Clochan, Cill Mhic An Domhnaigh, Co. Kerry
Co. Kerry |
Settlement Sites
On the lower south-eastern slopes of Mount Eagle, above Ventry Harbour and Dingle Bay, a low scarp and three scattered mounds of stone are almost all that mark what was once a substantial early settlement.
Known as Cathair na Maoilinne, the site belongs to a class of enclosure associated with early medieval or earlier habitation on the Dingle Peninsula, and what makes it quietly arresting is the scale of the structures it once contained. Thirteen tiny chambers, the largest no more than 2.66 metres across and the smallest barely 1.29 metres in diameter, were packed inside an oval stone-walled enclosure measuring roughly 62 by 43 metres. These are clocháns, the dry-stone corbelled cells characteristic of early Irish ecclesiastical and monastic life, built without mortar by overlapping successive courses of stone until they meet at a roof. That so many could fit within a single enclosure, several in conjoined pairs, gives some sense of the density and intentionality of the original arrangement.

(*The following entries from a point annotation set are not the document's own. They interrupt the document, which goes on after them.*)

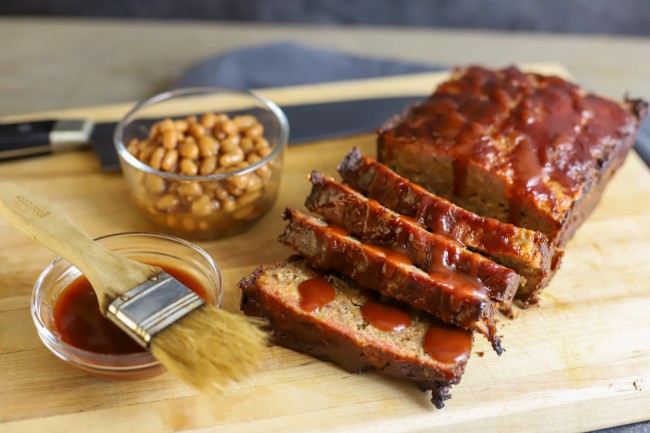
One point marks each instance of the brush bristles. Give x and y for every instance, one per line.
x=210, y=348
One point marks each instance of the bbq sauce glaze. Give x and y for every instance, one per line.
x=80, y=324
x=442, y=342
x=533, y=130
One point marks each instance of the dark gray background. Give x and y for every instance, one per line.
x=623, y=17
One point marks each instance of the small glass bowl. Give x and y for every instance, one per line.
x=208, y=206
x=148, y=247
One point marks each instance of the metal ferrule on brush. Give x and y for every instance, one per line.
x=149, y=308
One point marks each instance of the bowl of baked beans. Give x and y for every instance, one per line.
x=203, y=162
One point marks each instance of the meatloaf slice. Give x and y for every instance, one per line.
x=528, y=252
x=532, y=150
x=371, y=222
x=342, y=330
x=451, y=297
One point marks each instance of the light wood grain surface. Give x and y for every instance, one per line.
x=580, y=361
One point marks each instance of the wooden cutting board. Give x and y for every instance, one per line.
x=580, y=361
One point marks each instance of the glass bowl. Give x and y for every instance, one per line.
x=218, y=191
x=158, y=249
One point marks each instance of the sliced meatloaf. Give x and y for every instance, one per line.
x=527, y=252
x=532, y=150
x=331, y=318
x=450, y=296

The site was recorded in detail by R.A.S. Macalister in 1899, when the oval enclosure wall was still legible and all thirteen chambers could be identified, along with a rock shelter and a possible further clochán lying about fourteen metres to the south. What survives today tells a much reduced story. The enclosure boundary has softened to an ill-defined area of roughly forty metres across, its southern edge marked by a faint bank of earth and stone, its northern edge by the low scarp. The three stone mounds in the north-west quadrant are the only surface traces of the chambers. To the south, the rock shelter remains, a space of four by two metres internally, partly bounded by a ruined wall and partly by natural outcropping rock, with a short stretch of walling nearby that may belong to one of the former clocháns. The 1986 Dingle Peninsula archaeological survey by J. Cuppage catalogued the site, providing the baseline against which the current, much-diminished state of preservation can be measured.